Abdelrahman Hanafy
#personal productivity#systems thinking#memory#to-do apps#life design

I Kept Forgetting Things So I Built My Personal System

2026-03-29·5 min read
Working through mental overload: from scattered notes to a structured personal system.
From scattered notes to a structured personal system.

For a long time, I thought I had a discipline problem. But the truth was simpler: I was carrying too many open loops in my head.

I would get an idea, save it somewhere random, and lose it when it mattered. I would remember a task at the wrong time and forget it later. Even small daily things like shopping would slip.

It was not one big failure. It was repeated small misses that created stress, guilt, and mental noise.

What My Days Actually Looked Like (Before I Started Fixing It)

In one week, I captured ideas in three different places:

  • one in notes
  • one in a message to myself
  • one on paper

By the weekend, I had fragments, not clarity. I could remember that I had "something important," but not the full thought, why it mattered, or what to do next.

The same pattern happened with tasks and personal errands. Nothing was impossible. Everything was just slightly harder than it needed to be.

Why Normal To-Do Apps Did Not Solve It For Me

I do not think to-do apps are bad.
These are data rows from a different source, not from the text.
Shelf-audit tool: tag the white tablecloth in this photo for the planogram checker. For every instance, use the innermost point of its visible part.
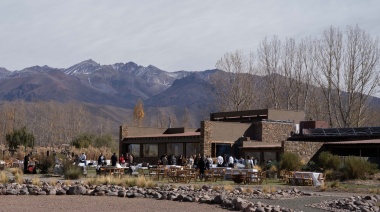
(313, 175)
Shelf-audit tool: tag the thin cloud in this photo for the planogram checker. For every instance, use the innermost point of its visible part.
(171, 35)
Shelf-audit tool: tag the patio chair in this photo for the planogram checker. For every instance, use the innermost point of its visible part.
(262, 177)
(154, 174)
(321, 179)
(183, 176)
(172, 175)
(307, 180)
(252, 177)
(208, 175)
(193, 174)
(219, 174)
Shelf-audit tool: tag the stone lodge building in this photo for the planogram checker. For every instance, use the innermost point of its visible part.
(262, 134)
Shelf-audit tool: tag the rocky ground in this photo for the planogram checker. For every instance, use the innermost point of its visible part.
(95, 203)
(76, 196)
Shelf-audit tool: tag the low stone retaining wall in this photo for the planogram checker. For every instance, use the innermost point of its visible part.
(234, 199)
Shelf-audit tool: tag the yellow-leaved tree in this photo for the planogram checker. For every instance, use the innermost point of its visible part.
(138, 112)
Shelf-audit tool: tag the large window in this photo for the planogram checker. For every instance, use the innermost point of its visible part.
(150, 150)
(222, 149)
(192, 149)
(175, 148)
(134, 149)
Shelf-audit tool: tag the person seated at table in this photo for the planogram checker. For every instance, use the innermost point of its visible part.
(190, 161)
(220, 161)
(101, 160)
(248, 163)
(121, 160)
(201, 166)
(209, 161)
(113, 159)
(180, 160)
(231, 161)
(164, 160)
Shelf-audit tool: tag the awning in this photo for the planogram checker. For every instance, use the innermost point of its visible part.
(260, 145)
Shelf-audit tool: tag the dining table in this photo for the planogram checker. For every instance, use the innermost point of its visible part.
(315, 176)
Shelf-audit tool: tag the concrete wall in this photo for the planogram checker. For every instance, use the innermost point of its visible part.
(306, 150)
(274, 132)
(286, 115)
(221, 132)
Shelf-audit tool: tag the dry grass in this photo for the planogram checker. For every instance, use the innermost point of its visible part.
(335, 184)
(197, 187)
(229, 188)
(215, 188)
(144, 183)
(19, 178)
(15, 170)
(259, 169)
(53, 182)
(248, 191)
(269, 189)
(3, 177)
(374, 191)
(36, 181)
(323, 187)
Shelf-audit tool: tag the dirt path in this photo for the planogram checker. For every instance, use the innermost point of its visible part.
(91, 203)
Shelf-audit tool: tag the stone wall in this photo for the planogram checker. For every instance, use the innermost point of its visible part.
(306, 150)
(206, 136)
(275, 132)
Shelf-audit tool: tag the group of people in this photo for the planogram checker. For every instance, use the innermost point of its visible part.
(127, 160)
(203, 163)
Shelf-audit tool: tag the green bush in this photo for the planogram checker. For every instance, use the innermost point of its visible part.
(327, 161)
(83, 141)
(290, 161)
(357, 168)
(311, 166)
(45, 164)
(70, 170)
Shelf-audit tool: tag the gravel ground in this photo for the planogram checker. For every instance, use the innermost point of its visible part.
(91, 203)
(300, 202)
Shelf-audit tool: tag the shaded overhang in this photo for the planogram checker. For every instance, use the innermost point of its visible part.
(261, 145)
(371, 142)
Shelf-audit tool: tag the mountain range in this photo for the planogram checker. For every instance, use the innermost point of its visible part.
(112, 90)
(116, 86)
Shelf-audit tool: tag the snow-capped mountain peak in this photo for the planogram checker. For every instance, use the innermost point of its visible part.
(85, 67)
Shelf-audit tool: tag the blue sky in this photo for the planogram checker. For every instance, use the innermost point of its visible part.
(169, 34)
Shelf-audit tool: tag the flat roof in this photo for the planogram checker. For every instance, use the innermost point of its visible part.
(372, 141)
(185, 134)
(257, 145)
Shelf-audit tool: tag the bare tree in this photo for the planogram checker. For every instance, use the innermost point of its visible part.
(269, 54)
(347, 73)
(234, 85)
(138, 112)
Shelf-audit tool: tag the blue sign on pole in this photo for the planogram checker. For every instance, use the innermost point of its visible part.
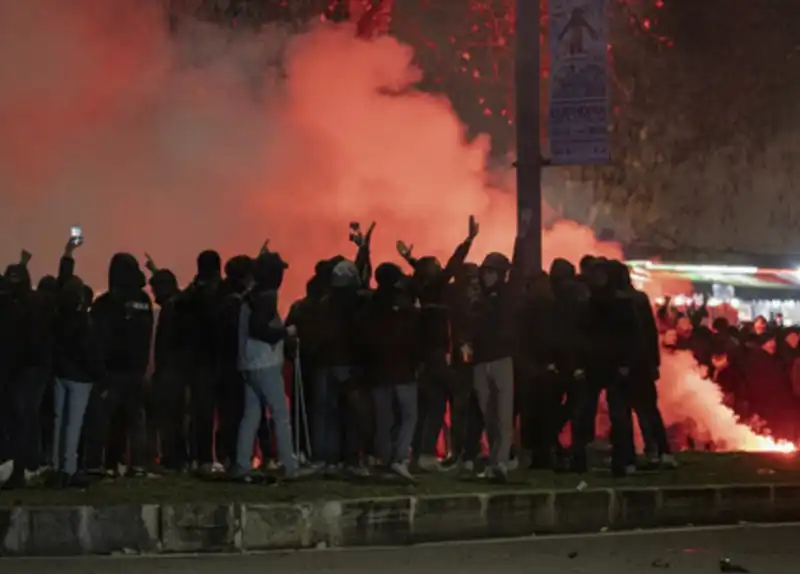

I think most of them assume a cleaner life than the one we actually live.

In real life, my problem was this:

  1. Capture was too slow at the moment I needed it.
    If an idea comes while walking, talking, or switching contexts, even small friction is enough to lose it.

  2. Everything was split across tools.
    Notes, reminders, chat, calendar, and random paper lists were not connected.

  3. I lost context, not just tasks.
    A task without context becomes noise.
    "Do this" is weak.
    "Do this because..." is actionable.

  4. Review was optional, so it rarely happened.
    Without a simple review rhythm, lists quietly become graveyards.

Why I Used This Project to Learn AI Too

At the same time, I wanted a practical way to learn AI by building something real, not just watching tutorials.

So instead of starting a random demo, I used my own daily pain as the use case. This project became both:

  • a personal system to reduce forgetfulness
  • a hands-on AI learning lab connected to real life

That gave me motivation to keep building, because every improvement was useful immediately.

So I Stopped Looking for "One Better App"

I stopped looking for a single app that would "fix me." Instead, I started building a small system that can hold real life when life is messy.

The goal is not perfect productivity. The goal is fewer lost ideas, less mental noise, and faster decisions.

What I Am Building (Phase 1)

I am not building a fancier to-do app. I am building a closed loop that makes it harder for important things to disappear.

Phase 1 personal system flow: Telegram or Dashboard inbox to categorization, storage, RAG retrieval, and review loops.
Phase 1 flow: capture, categorize, store, retrieve.

The phase-1 loop is straightforward:

  1. Capture via Telegram (primary) or dashboard inbox (manual fallback).
  2. Categorize each item (idea / task / reminder / reference) with basic context.
  3. Store it in the dashboard backend as structured data.
  4. Index important text for semantic retrieval.
  5. Retrieve + Review through query flows, digests, and reminders.

That design is the core advantage: less friction to capture, less fragmentation, more context, and faster retrieval when I need to decide.

Where RAG Helps

RAG (Retrieval-Augmented Generation) is the part that makes answers more personal and less generic.

Instead of answering from model memory alone, the system first retrieves relevant pieces from my own stored context, then generates a response from that. So the answer is based on what I actually captured, not abstract advice.

It is useful, but not magic:

  • If I did not capture something, the system cannot retrieve it.
  • Retrieval quality still needs tuning in early phases.
  • The loop only works if capture and review stay consistent.

This is still phase 1, but it already reduces lost ideas, mental overhead, and time spent searching across scattered tools.

What I Am Trying to Improve Next

I am currently improving four technical areas:

  • Telegram voice capture: turn voice messages into text automatically, then run the same categorization path as text messages.
  • Better categorization quality: improve confidence thresholds and add clearer fallbacks when an item is ambiguous.
  • Retrieval ranking: tune retrieval so recent and high-signal items are prioritized when context is dense.
  • Review automation: make daily/weekly digests more actionable (fewer noisy items, clearer next actions).

This is still phase 1. I am not presenting a finished framework. I am sharing a real process: what breaks, what improves, and what actually holds in daily life.

I will publish more updates as the system evolves, including what worked, what failed, and what changed my mind.

If you also feel mentally overloaded, I would love to know: what keeps breaking in your current system?